Preclinical genetic models can also be used for unbiased genome-wide linkage or association studies to identify genes and gene variants that contribute to disease variation. Examples of these include rodent genetic models in which two or more inbred progenitor strains are crossed repeatedly and then inbred (recombinant inbred lines such as the BXD panel or collaborative cross panel in mice) or outcrossed repeatedly (diversity outcross and heterogenous stock mice) to create genetic panels segregating millions of variants [53,54,55,56]. For a review see [57]. As of 2018, traits related to CUD in humans (initial sensitivity, tolerance and dependence, withdrawal severity, and/or self-administration) have not been profiled in genetic rodent populations in order to identify candidate genes. A single study attempted a short-term selection in an F2 cross between C57BL/6J and DBA/2J inbred strains in order to determine if locomotor sensitivity to THC was heritable and could be selected for in order to produce progeny that carry sensitive or resistant alleles for later genetic dissection [58]. As in all systems, preclinical models have some advantages and disadvantages. The clear advantage is the ability to manipulate all aspects of preclinical studies and derive causality from these controlled manipulations. The main disadvantage is that preclinical models are not identical to humans at all levels of behavior and physiology and, as a result, there will always be some controversy regarding translatability.

7.4 Conclusions

Association studies for cannabis use and dependence over the past two decades have identified candidate linkage regions (FLS, Table 7.2) and genes (primarily through GWAS , Table 7.4).
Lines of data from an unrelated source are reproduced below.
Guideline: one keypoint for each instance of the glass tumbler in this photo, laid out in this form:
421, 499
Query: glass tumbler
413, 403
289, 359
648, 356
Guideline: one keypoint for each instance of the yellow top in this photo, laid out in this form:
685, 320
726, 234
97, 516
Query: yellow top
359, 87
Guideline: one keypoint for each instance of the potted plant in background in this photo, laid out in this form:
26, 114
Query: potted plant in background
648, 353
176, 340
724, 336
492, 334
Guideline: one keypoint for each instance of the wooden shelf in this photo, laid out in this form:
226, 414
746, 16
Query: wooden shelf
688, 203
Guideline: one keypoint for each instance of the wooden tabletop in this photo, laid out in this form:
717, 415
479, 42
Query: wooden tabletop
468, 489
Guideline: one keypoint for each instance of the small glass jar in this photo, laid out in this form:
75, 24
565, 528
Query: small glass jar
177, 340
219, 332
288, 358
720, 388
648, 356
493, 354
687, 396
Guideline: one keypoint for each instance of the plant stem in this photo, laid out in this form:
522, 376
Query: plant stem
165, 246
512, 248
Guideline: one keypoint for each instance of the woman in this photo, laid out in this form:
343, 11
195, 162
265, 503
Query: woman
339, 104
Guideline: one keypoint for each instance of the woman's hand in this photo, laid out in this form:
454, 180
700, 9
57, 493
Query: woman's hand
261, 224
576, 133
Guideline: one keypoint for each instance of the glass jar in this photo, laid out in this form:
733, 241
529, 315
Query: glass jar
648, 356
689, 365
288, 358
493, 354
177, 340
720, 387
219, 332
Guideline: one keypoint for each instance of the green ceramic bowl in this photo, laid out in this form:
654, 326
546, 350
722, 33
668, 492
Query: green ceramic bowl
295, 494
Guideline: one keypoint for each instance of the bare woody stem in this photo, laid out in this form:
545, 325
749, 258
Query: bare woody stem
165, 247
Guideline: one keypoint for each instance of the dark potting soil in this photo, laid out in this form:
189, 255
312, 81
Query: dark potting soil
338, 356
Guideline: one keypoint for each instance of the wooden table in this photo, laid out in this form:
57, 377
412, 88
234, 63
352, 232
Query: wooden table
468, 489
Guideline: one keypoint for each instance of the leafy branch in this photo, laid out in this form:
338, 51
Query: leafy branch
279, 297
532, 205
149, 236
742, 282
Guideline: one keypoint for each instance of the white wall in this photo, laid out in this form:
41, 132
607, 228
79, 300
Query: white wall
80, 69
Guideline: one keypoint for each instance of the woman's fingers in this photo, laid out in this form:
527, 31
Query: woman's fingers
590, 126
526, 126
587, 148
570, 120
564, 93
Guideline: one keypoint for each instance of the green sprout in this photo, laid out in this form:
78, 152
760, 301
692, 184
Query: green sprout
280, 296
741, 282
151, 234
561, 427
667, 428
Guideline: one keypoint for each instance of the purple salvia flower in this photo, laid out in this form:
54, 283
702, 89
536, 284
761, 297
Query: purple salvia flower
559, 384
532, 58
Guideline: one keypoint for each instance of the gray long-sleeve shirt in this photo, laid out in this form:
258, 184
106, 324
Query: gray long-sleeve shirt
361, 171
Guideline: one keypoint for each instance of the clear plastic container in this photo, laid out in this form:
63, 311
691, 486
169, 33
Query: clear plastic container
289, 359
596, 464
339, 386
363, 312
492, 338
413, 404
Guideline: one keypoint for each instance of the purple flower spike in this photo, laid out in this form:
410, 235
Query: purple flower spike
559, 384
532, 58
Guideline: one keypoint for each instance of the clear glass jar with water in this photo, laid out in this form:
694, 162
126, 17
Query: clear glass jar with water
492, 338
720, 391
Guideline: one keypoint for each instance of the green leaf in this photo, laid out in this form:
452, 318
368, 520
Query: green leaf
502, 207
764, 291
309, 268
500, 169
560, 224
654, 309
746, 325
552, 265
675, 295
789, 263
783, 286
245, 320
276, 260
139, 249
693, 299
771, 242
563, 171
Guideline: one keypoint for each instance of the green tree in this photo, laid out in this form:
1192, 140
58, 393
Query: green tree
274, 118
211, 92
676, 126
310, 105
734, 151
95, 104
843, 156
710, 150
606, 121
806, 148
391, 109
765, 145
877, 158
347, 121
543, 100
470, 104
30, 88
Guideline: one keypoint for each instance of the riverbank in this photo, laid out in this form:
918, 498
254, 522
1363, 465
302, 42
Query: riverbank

In contrast, CGAS have yielded inconsistent results. Over the next two decades, it is likely that more GWAS containing 50,000 to 1000,000 individuals will be performed for cannabis use, dependence, and withdrawal. Recruiting samples directly for these traits along with other methods to reduce heterogeneity among cohorts can be expected to increase the number of genome-wide significant associations. This should lead to a larger and more reproducible list of candidates and a better assessment of polygenic risk and genetic architecture. It is also important to remember that, despite some of the current issues with power and reproducibility, human association studies have identified candidate genes and mechanisms that should be evaluated to determine how and how much they contribute to disease risk. The stage is already set for this type of translational research in preclinical animal models.